In the Napa and American Canyon area, some buildings partially collapsed or caught fire, shops were trashed, and at home, people's belongings were scattered and smashed by the quake. At least 30,000 homes were reportedly without power at one point; the Pacific Gas and Electric Company's outage page shows thousands of lines are still down in the Napa region.
"There's collapses, fires," Napa Fire Captain Doug Bridewell told AP. "That's the worst shaking I've ever been in."
Further south in San Francisco, Berkeley and Oakland, where the quake's strength had been dampened, residents were rattled in their beds. Your humble hack felt it as a rolling rumble that grew until his apartment started shifting side to side – given buildings don't usually do that, it felt as if someone was trying to rewrite reality in the Matrix.
Crucially, it was the duration of the shake that was most unsettling: it lasted a good 30 seconds.
"A quake of that size in a populated area is of course widely felt throughout that region," Randy Baldwin, a geophysicist with the US Geological Survey, told AP.
"The 6.0 is a sizeable quake for this area. It's a shallow quake.

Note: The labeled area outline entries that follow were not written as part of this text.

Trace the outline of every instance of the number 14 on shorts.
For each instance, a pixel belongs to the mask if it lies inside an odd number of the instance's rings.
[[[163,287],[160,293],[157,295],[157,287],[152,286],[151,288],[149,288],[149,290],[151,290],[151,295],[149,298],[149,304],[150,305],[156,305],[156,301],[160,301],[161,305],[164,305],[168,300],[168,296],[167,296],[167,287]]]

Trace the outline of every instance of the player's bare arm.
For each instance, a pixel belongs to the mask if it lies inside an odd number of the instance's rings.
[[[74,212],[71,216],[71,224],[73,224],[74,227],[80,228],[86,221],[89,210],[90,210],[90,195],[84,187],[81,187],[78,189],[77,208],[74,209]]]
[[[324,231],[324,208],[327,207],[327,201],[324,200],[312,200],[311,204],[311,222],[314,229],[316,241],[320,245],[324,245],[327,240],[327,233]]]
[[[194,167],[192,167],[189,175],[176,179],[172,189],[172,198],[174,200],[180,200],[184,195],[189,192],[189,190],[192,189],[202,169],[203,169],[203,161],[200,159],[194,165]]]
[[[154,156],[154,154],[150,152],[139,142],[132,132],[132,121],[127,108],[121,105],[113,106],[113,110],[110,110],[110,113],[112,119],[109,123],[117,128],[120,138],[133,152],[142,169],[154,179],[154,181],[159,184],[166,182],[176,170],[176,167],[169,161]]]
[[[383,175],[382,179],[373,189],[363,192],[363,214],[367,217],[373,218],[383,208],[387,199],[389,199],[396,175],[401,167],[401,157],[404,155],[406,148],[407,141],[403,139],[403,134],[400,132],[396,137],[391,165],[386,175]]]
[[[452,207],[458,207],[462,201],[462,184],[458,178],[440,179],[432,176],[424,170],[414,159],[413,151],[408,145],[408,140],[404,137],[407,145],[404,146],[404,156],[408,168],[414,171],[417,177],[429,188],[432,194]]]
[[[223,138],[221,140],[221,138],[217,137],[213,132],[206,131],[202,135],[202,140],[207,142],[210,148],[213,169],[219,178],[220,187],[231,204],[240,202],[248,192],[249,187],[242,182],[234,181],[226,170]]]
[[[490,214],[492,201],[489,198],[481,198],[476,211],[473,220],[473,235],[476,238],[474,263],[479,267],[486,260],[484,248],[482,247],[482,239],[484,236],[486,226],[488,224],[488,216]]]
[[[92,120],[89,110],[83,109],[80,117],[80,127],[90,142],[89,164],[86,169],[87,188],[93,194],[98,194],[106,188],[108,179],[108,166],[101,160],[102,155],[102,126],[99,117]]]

It's about 6 miles deep."
Bridges including the Golden Gate and Bay Bridge, and highways, are now being checked for damage, as is routine. Today's tremor is nowhere near the catastrophic magnitude 7.8 shock that hit in 1906 – although more than 100 years on, Californians are bracing themselves for the next Big One.
Today's quake comes as techies flood into San Francisco for VMworld 2014, giving virtualization geeks a fine introduction to the Bay Area. Despite all the counter-advertising surrounding the event, there is no suggestion any VMware rival sponsored today's terra shiver. ®
Napa Valley's winemakers say they have lost thousands of bottles and barrels of wine to the earthquake.